Over the past years, we have been more and more involved in projects that have significant multimedia requirements. As part of this trend, 2020 has lead us to work on a number of contributions to the Video4Linux subsystem of the Linux kernel, with new drivers for camera interfaces, camera sensors, video decoders, and even HW-accelerated video encoding. In this blog post, we propose to summarize our contributions and their status on the following topics:

Rockchip PX30, RK1808, RK3128 and RK3288 camera interface driver
Allwinner A31, V3s/V3/S3 and A83T MIPI CSI-2 support for the camera interface driver
Omnivision OV8865 camera sensor driver
Omnivision OV5648 camera sensor driver
TW9900 PAL/NTSC video decoder driver
Rockchip HW-accelerated H264 video encoding

Rockchip camera interface

The Rockchip ARM processors are known to have very good support in the upstream Linux kernel. However, one area where the support was lacking is in the support of the camera interface used by those SoCs. And it turns out that Bootlin engineer Maxime Chevallier has worked precisely on this topic throughout 2020: the development and upstreaming of the rkvip driver, a Video4Linux driver for the Rockchip camera interface. While the work was done and tested on a Rockchip PX30 platform, the same camera interface is used on RK1808, RK3128 and RK3288.

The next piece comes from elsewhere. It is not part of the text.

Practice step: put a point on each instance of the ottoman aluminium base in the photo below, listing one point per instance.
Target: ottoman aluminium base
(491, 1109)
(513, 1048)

Several iterations of the driver have been posted on the linux-media mailing list, with the latest iteration, version 5, posted on December 29, 2020:

Maxime Chevallier (3):
  media: dt-bindings: media: Document Rockchip VIP bindings
  media: rockchip: Introduce driver for Rockhip's camera interface
  arm64: dts: rockchip: Add the camera interface description of the PX30

 .../bindings/media/rockchip-vip.yaml          |  101 ++
 arch/arm64/boot/dts/rockchip/px30.dtsi        |   12 +
 drivers/media/platform/Kconfig                |   15 +
 drivers/media/platform/Makefile               |    1 +
 drivers/media/platform/rockchip/vip/Makefile  |    3 +
 drivers/media/platform/rockchip/vip/capture.c | 1146 +++++++++++++++++
 drivers/media/platform/rockchip/vip/dev.c     |  331 +++++
 drivers/media/platform/rockchip/vip/dev.h     |  203 +++
 drivers/media/platform/rockchip/vip/regs.h    |  260 ++++
 9 files changed, 2072 insertions(+)
 create mode 100644 Documentation/devicetree/bindings/media/rockchip-vip.yaml
 create mode 100644 drivers/media/platform/rockchip/vip/Makefile
 create mode 100644 drivers/media/platform/rockchip/vip/capture.c
 create mode 100644 drivers/media/platform/rockchip/vip/dev.c
 create mode 100644 drivers/media/platform/rockchip/vip/dev.h
 create mode 100644 drivers/media/platform/rockchip/vip/regs.h

We’re hoping to get this driver merged soon, as we have now addressed the feedback that was received through the 5 iterations the patch series as gone through. It should be noted that for now it only supports the parallel BT656 interface as this is what we needed for our current project, we are definitely able to extend it to support MIPI CSI2 as well if you’re interested!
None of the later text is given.